Figure 4. Evidence of immune activation in “mesenchymal” compared to “epithelial” adenocarcinoma

Gene expression levels of multiple immune stimulatory molecules including CD80, CD86, OX40L, 4-1BB, ICOS, CD127 were analyzed in “mesenchymal” lung adenocarcinoma versus “epithelial” lung adenocarcinoma in tumor tissues from (A) TCGA, (B) PROSPECT. Gene expression of IFN-γ and IFN-γ inducible genes including CXCL10 and IDO were also analyzed in “mesenchymal” in comparison to “epithelial” lung adenocarcinoma in tumor tissues from (C) TCGA, (D) PROSPECT.
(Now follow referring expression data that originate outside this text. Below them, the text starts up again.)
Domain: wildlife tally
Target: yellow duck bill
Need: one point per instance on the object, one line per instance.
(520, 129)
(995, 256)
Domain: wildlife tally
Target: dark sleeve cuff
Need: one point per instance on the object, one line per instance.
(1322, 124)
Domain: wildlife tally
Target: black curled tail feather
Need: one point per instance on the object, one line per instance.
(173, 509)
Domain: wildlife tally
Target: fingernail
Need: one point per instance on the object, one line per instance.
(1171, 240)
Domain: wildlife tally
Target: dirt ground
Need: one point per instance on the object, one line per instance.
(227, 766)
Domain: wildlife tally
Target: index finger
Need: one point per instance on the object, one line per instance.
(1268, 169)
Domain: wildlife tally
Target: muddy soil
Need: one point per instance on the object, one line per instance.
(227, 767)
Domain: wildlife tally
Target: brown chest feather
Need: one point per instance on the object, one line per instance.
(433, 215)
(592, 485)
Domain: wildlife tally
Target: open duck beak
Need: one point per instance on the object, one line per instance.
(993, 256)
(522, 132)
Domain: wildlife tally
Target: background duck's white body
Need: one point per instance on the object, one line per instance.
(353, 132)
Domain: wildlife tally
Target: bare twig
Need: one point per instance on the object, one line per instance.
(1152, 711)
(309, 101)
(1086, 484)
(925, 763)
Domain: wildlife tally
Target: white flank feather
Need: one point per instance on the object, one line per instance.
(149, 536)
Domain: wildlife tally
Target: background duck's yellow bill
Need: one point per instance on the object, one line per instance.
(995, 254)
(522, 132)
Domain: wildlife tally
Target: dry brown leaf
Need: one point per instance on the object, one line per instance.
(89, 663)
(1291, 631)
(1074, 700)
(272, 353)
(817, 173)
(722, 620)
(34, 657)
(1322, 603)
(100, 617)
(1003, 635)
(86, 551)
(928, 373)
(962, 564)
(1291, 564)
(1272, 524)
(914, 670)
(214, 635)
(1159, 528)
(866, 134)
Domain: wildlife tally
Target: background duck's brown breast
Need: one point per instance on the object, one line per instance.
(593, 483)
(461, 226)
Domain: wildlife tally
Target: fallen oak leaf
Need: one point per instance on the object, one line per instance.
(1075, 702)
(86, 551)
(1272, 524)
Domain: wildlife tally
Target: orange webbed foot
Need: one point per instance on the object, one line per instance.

Figure 5. EMT is not associated with tumor mutational burden

Non-silent mutational rate, transversion rate and TP53 mutation of TCGA lung adenocarcinoma samples were included in the analysis. (A) Spearman correlation between non-silent mutational rate per Mb and EMT score. (B) Non-silent mutational rate in “epithelial” versus “mesenchymal” lung adenocarcinoma. (C) Non-silent mutational rate in TP53 mutant versus TP53 wild-type lung adenocarcinoma. (D) Non-silent mutational rate in TP53 mutant versus wild-type lung adenocarcinoma further separated by molecular smoking exposure via transversion high and low. (E) Non-silent mutational rate in “epithelial” versus “mesenchymal” lung adenocarcinoma further separated by molecular smoking exposure via transversion high and low.

Figure 6. B7-H3 is associated with poor OS and RFS in lung adenocarcinoma

The probability of overall survival and recurrence free survival of patients from PROSPECT were analyzed by dividing the patients into either high or low group based on the expression levels of each immune checkpoint molecule or EMT score. Patients with gene expression levels higher or lower than average expression level of each gene or EMT score are considered as high or low respectively. (A) Overall survival, (B) Recurrence free survival. Both are from PROSPECT.